Twice a week, the whole team meets in a confidential environment to discuss each person that the CRHT is caring for. This allows the team to do its very best for the people we care for, and to support recovery in a timely manner. People who have used our service have been positive about their experience with us. The team does share the entire CRHT caseload, and people who do use our service can see all members of the team.

As a relatively new service in North Powys, how has the CRHT impacted on provision of mental health services generally?

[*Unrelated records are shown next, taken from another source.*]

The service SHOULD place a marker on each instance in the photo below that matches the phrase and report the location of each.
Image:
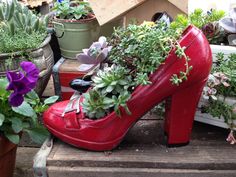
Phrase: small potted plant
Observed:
(217, 104)
(214, 25)
(75, 26)
(24, 36)
(20, 109)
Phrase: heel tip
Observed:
(177, 145)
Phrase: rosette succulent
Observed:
(96, 53)
(112, 79)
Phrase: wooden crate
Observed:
(143, 153)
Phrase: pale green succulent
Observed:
(96, 105)
(114, 79)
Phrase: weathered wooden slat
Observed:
(143, 152)
(135, 172)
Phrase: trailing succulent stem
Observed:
(137, 52)
(178, 79)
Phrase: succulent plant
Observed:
(96, 53)
(15, 17)
(229, 23)
(213, 32)
(112, 79)
(96, 105)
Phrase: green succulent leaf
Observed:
(38, 134)
(25, 109)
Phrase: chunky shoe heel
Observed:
(106, 133)
(179, 114)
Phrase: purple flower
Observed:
(22, 82)
(31, 73)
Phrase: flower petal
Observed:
(16, 99)
(32, 73)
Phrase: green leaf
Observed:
(17, 125)
(2, 118)
(51, 99)
(38, 134)
(13, 138)
(25, 109)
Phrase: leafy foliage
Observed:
(137, 51)
(96, 105)
(24, 118)
(218, 106)
(20, 29)
(72, 9)
(112, 79)
(142, 49)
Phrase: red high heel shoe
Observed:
(106, 133)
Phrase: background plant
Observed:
(220, 86)
(207, 22)
(20, 29)
(67, 9)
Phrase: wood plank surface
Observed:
(143, 152)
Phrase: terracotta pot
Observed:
(7, 157)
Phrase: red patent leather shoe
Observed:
(107, 133)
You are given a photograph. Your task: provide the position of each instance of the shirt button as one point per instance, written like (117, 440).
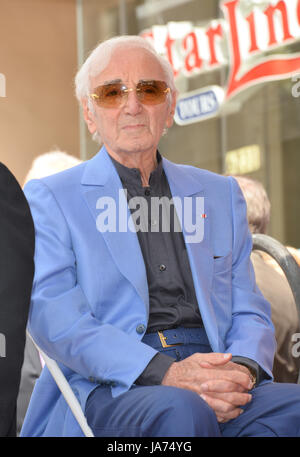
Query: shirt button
(140, 328)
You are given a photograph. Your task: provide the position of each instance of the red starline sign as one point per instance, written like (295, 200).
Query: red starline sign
(243, 40)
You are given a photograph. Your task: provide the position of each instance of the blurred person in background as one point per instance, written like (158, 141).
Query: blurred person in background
(44, 165)
(16, 275)
(272, 283)
(159, 332)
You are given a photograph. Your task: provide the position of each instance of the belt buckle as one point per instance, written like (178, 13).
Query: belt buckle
(163, 338)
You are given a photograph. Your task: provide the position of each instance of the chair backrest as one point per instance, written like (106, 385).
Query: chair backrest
(285, 260)
(66, 391)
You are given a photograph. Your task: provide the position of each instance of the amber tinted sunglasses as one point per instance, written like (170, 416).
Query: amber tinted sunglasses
(113, 94)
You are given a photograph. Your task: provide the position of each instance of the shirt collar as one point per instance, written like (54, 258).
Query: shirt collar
(133, 176)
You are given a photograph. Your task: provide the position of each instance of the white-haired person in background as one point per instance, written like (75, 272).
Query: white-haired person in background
(43, 165)
(160, 332)
(272, 283)
(49, 163)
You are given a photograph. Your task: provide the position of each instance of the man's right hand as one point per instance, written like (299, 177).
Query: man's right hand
(222, 384)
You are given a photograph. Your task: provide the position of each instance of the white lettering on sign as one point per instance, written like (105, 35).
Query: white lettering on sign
(241, 40)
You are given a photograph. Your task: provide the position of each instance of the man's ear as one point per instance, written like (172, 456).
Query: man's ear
(170, 120)
(89, 116)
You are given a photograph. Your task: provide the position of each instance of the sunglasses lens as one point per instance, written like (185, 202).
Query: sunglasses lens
(152, 92)
(109, 95)
(148, 92)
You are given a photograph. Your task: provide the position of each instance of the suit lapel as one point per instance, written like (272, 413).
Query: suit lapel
(184, 185)
(103, 190)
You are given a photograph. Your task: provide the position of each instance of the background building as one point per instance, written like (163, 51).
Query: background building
(256, 132)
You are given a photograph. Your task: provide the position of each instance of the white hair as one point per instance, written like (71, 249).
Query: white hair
(99, 59)
(49, 163)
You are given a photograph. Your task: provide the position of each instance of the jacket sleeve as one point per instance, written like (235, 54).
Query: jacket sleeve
(252, 332)
(61, 320)
(16, 275)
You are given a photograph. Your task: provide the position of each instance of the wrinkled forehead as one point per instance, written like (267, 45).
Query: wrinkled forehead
(130, 65)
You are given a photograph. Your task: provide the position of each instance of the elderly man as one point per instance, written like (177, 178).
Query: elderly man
(155, 320)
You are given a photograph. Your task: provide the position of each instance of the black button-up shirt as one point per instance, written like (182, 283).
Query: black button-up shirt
(172, 298)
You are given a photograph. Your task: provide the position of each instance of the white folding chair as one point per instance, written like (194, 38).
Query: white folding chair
(66, 390)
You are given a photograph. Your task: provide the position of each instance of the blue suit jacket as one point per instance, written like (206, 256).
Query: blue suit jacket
(90, 290)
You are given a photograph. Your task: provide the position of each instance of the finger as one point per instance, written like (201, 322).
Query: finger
(220, 407)
(229, 416)
(233, 398)
(222, 386)
(213, 359)
(239, 377)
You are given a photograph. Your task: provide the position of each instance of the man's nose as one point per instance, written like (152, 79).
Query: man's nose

The CRHT has had huge benefits in supporting those who really don’t want to go into hospital, and would rather stay at home. The team does, however, understand that sometimes hospital is necessary, and the CRHT will try to facilitate an early discharge with our support at the earliest opportunity when it is safe to do so.

Are there any specific needs that can be well-addressed by the CRHT?

The CRHT can help with practical issues such as housing etc, and will do all they can to ensure carers are supported.

Do you refer people on to other services?

When someone has recovered in the CRHT, their care is either referred on to additional mental health services or another appropriate service, or their care is handed back to the GP. In all cases the CRHT writes to the GP to ensure that the GP is aware of our intervention and any changes we may have made to the person’s care or treatment.

What are the challenges for a CRHT in a large rural area like North Powys?

The distance of travel that is required within this area is a challenge for the team, but it does not cause us too many problems once you become familiar with the area.

What are the most rewarding aspects of the work you do?

For me it is rewarding to see people recover at home, within a familiar setting, as opposed to a hospital setting. I feel that you are able to work with people more creatively and independently at home, as hospital can sometimes be restrictive.

How would you like to see mental health services developing in North Powys in the next few years?

From the view of the CRHT we would like to help and support more people to recover at home. We understand that hospital admissions will always be needed at times, but if we can reduce the stress of going into hospital for the client and their family, this may limit the amount of time it takes to recover.

Many thanks to Graham for the update. If you have any queries relating to the Crisis Resolution Home Treatment Team in North Powys, you can comment below.

*This term is defined online on an NHS jargon-busting website: "A term for any mental illness in which there is no evidence of organic disturbance (as there is with dementia) even though physical performance is impaired".